Una de las máximas de la actualidad informativa es que las malas noticias interesan más que las buenas.
Esto implica que los medios siempre tenderán a publicar sesgos negativos sobre la visión del mundo en vez de positivos. Por un lado está muy bien, porque el cuarto poder debe ser la salvaguarda de una visión crítica y neutral de la realidad que habitamos. Pero por otro lado crea ese velo de pesimismo que tal vez no siempre sea el acertado. Si se informa mucho menos de todo lo bueno que pasa en el mundo en oposición a las muchas desgracias que ocurren, siempre parecerá que el mundo va a peor.
Volvamos de esa digresión al periodismo a una visión más global y tecnológica. Pongamos un paradigma que nos viene al dedillo en esta cabecera: el coche autónomo y conectado. La idea me la visualizó Magnus Jern, CIO de MDI durante el inefable Mobile World Congress: “Digamos que cuando se despliegue el 5G, un niño cruza una calle sin mirar. El primer coche que lo ve comunica al que viene atrás lo que ha pasado instantáneamente. Y el de atrás al de atrás. Todos frenan”. ¿A que aquí ven de una manera clarísima e inmediata el despliegue de tecnología punta?
Lo que es más difícil de aprehender es el comportamiento holístico, es decir, ser capaz de abarcar en una mirada panorámica la puñetera (con perdón) transformación digital. Poco a poco, y gracias a centenares de entrevistas, esta pluma va atisbando ese ente en su conjunto.

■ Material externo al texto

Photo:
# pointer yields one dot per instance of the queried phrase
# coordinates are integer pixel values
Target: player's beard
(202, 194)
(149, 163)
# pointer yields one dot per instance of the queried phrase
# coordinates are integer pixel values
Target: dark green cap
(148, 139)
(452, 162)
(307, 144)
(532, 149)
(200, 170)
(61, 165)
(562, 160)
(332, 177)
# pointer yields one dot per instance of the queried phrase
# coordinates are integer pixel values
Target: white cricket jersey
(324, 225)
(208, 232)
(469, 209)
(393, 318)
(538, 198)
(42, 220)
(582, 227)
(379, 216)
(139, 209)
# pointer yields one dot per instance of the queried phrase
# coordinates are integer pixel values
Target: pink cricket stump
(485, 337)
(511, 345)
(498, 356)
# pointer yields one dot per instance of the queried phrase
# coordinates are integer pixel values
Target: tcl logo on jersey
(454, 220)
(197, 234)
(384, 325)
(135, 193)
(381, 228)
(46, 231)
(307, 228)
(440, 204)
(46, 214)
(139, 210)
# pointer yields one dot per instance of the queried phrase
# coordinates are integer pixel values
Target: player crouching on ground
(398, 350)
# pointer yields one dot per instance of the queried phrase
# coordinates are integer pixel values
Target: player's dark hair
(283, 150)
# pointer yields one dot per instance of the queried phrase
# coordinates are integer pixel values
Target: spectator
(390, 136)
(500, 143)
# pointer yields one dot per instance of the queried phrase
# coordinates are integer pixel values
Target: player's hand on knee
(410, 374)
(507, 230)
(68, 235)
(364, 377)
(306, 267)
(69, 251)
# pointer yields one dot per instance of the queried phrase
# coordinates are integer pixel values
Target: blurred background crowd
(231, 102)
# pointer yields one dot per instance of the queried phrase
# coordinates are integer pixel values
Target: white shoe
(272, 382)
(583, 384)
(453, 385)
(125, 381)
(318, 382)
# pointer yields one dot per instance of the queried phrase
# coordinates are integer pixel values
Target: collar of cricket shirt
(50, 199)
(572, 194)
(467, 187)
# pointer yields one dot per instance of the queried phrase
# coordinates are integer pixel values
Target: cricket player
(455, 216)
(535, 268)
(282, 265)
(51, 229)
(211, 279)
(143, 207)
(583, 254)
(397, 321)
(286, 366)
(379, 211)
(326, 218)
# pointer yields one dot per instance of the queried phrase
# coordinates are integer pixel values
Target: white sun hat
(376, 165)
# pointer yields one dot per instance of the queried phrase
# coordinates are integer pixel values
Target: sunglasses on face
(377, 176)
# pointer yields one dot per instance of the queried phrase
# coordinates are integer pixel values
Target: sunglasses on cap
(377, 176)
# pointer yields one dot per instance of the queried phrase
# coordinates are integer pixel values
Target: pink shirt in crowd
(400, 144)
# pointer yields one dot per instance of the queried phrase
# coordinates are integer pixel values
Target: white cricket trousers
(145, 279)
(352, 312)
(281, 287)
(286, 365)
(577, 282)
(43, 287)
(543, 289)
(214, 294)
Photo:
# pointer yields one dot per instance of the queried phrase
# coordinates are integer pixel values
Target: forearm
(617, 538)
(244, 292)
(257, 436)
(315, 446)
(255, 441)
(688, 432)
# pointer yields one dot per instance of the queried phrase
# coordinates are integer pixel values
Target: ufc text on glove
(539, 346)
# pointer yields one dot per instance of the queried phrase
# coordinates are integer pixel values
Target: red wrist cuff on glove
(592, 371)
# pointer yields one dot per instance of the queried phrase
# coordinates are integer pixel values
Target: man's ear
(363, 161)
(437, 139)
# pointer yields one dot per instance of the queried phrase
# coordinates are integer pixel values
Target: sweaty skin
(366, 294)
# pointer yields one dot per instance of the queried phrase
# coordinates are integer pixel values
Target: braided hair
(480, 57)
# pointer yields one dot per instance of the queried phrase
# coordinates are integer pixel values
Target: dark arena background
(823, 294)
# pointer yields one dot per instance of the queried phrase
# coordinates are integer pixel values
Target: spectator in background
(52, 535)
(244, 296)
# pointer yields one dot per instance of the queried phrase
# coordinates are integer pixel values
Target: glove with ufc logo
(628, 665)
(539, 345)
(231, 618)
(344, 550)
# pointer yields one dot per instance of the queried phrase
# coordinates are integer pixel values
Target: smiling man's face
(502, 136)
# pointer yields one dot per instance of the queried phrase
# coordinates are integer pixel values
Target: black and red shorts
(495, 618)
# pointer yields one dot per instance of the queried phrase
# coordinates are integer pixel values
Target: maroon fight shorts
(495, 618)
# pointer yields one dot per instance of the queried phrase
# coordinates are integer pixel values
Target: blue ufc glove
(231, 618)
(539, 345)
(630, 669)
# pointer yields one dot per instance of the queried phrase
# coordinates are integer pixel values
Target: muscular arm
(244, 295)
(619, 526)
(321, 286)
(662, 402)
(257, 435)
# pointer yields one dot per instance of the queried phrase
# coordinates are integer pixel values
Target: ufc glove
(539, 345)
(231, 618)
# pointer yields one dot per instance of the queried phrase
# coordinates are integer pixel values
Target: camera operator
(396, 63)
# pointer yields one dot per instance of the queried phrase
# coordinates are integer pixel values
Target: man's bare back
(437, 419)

Y sí, está asediado por miles de problemas, especialmente relativos a la madre del cordero cuando de esfuerzo colectivo humano hablamos: la falta de consenso. La falta de consenso es lo que hace potencialmente letal al Internet de las Cosas (IoT). La falta de consenso es lo que permite que un tipo como Trump pueda tener éxito en poner fin a la neutralidad de la red. La falta de consenso establece una competición desigual entre ciudades y países. Pero, a pesar de este grave punto ciego, el organismo en su conjunto promete, porque por primera vez parece posible adquirir una visión de conjunto —agitando en la coctelera el big data, el machine learning, el blockchain y el IoT— que nos permita comprender qué impactos tiene la actividad humana y cómo podemos hacerla eficiente y sostenible. Entonces, ¿Qué? ¿Orwell o Le Guin? ¿Esperanza o desespero? Es, evidentemente, una decisión individual ver el vaso medio lleno o medio vacío. Pero lo que tal vez no sea tan evidente es que de esa visión individual, como de los titulares pesimistas, emerge una visión colectiva del mundo con un sesgo concreto.
Así que si usted no es un misántropo o un psicópata que quiere gozar, como el Joker, con ver cómo arde el mundo, lo tiene fácil. Infórmese, divulgue y aplique una visión optimista sobre qué podríamos lograr como colectivo en esta oportunidad digital que a todos nos afecta. Si rema para un futuro mejor, otros remarán también. Y remando se llega a Ítaca.